We’d reached Day 24 of 28, and we had a 160-mile journey ahead of us. The weather wasn’t so kind and we skipped the short detour to view Mount Cook. By the time we reached Tekapo, the clouds started to lift and the lake looked magnificent. I’ve been here many times before, however I couldn’t help but visit The Church Of The Good Shepherd once more. For a small town, there are lots of activities and places to eat here.
For a relaxing evening, check into Peppers Bluewater Resort.
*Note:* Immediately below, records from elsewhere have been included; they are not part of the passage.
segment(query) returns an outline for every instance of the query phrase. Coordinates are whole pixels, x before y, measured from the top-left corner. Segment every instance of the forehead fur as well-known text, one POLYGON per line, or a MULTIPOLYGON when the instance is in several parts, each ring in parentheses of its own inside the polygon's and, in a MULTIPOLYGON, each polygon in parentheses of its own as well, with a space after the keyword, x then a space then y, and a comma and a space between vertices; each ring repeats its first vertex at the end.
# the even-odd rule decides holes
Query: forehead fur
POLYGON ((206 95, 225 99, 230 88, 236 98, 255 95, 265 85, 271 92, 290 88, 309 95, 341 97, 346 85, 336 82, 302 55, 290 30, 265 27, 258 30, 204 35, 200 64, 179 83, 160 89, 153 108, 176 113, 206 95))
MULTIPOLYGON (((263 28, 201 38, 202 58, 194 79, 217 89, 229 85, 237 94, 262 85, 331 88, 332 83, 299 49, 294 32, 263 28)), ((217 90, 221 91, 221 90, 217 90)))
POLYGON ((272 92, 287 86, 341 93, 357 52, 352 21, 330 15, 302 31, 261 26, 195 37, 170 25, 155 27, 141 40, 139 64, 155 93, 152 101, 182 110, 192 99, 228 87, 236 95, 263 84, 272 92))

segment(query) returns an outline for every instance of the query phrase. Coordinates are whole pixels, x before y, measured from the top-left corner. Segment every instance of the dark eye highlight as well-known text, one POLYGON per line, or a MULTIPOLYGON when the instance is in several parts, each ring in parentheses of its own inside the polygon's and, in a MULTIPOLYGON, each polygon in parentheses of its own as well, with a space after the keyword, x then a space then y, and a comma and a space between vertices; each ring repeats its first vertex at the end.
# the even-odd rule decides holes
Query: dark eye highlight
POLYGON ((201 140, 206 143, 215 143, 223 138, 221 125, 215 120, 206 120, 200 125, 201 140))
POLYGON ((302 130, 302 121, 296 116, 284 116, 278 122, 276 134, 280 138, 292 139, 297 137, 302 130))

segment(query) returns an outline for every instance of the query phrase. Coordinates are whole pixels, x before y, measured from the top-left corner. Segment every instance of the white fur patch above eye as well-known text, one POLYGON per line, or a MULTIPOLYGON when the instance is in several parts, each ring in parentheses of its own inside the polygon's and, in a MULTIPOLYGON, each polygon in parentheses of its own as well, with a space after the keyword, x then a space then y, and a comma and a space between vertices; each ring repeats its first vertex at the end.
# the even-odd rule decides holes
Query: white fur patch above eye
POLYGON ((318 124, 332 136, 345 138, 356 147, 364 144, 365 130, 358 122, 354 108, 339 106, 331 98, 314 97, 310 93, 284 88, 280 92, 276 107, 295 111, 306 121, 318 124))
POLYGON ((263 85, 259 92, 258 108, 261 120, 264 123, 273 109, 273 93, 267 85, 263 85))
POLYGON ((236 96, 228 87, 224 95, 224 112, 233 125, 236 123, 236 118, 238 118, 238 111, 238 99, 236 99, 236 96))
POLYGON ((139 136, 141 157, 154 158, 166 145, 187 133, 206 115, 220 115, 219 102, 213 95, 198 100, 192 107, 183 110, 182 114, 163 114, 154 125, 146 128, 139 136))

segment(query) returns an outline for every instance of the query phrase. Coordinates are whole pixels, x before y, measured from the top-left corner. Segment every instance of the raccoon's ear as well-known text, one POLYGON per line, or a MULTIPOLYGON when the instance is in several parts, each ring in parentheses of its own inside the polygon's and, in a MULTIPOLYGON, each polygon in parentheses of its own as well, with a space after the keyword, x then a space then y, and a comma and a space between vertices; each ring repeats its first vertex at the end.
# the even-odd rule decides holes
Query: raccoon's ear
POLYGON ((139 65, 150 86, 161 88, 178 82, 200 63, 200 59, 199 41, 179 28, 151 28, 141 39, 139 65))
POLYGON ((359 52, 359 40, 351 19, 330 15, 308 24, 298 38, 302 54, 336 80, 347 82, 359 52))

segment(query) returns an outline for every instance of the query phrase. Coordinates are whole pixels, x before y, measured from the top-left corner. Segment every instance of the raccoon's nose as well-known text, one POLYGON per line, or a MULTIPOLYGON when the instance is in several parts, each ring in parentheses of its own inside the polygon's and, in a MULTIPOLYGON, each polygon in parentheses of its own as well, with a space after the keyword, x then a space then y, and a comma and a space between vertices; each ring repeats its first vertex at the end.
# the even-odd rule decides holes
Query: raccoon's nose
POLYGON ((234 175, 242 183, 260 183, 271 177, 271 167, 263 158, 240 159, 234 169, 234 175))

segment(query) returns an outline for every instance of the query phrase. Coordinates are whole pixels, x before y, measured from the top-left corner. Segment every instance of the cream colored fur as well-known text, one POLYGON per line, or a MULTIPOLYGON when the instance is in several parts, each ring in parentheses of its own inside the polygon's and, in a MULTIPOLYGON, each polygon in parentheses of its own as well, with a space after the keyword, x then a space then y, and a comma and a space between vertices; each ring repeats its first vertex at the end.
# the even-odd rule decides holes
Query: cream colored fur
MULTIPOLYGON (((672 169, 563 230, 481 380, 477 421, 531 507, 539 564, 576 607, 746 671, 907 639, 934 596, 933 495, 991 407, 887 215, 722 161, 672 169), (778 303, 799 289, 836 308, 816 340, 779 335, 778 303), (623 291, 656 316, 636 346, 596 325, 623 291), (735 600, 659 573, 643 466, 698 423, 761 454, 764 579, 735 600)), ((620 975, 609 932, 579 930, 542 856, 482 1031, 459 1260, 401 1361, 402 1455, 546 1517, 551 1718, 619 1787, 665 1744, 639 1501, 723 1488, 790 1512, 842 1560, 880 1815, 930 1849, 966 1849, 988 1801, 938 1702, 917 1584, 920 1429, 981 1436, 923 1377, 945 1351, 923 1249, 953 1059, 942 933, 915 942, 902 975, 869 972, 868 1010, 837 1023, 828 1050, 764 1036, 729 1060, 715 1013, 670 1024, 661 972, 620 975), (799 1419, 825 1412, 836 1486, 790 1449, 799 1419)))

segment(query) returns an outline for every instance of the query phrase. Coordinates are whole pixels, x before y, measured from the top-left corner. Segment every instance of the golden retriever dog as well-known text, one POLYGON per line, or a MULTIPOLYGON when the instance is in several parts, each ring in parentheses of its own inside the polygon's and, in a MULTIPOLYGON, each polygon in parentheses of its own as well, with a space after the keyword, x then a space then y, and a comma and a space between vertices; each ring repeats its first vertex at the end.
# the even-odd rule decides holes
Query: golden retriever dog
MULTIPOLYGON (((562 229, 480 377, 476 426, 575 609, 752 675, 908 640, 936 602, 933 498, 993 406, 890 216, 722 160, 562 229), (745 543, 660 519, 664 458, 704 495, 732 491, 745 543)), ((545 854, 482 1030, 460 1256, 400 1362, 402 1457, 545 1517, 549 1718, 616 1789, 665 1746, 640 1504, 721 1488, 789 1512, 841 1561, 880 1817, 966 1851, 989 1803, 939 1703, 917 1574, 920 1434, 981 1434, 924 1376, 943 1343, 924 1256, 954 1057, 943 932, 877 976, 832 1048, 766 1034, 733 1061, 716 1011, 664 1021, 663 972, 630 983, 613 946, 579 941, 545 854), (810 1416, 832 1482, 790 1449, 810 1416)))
The largest city on the South Island, Christchurch, is 140 miles away, and we made an early start for our three-hour journey so we could arrive before lunchtime. We were too early to check into our accommodation, Novotel Christchurch Cathedral Square Hotel, and decided to relax at North Hagley Park and the beautiful Botanic Gardens.
The following day we took the windy but scenic route out to the charming seaside village of Akaroa. This small French settlement, the only one in New Zealand, is home to some fun activities, or you can just sit beside the ocean and look out for the small Hector’s dolphins.
While here, we visited the internationally acclaimed gardens at the Giant’s House. These are open all year.
It’s Day 28, and time has flown by. On an attempt to cram in as much as possible, we take one last day trip up to Hanmer Springs, about 80 miles north of Christchurch. They’re open daily from 10 a.m. to 7 p.m., so there was no need for an early start. Here, I just love the hot pools and could soak in the mineral water all day if it wasn’t for turning into a prune! When we were prunish enough, it was time to sit beside the pools and read our books -- something we haven’t had much time to do. When you are hungry, give the Tea Kiosk Cafe and Grill a try -- I’m sure their menu will have your mouth watering.
Reflecting on our visit, we are pleasantly exhausted and full-to-brimming with photos, memories, and even some shopping that we couldn’t wait to share with our family and friends. We spent the night packing our bags and playing a game we like to do when a holiday ends: Name your three favorite things. Here’s mine: Milford Sound, Lake Matheson, and Hahei Beach. Alan, my husband’s: The Rangitoto walk, Weta Workshop in Wellington, and the Glacier walks, both Fox and Franz Joseph.
We look forward to welcoming the readers of TravelAwaits to New Zealand and trust you will enjoy your stay.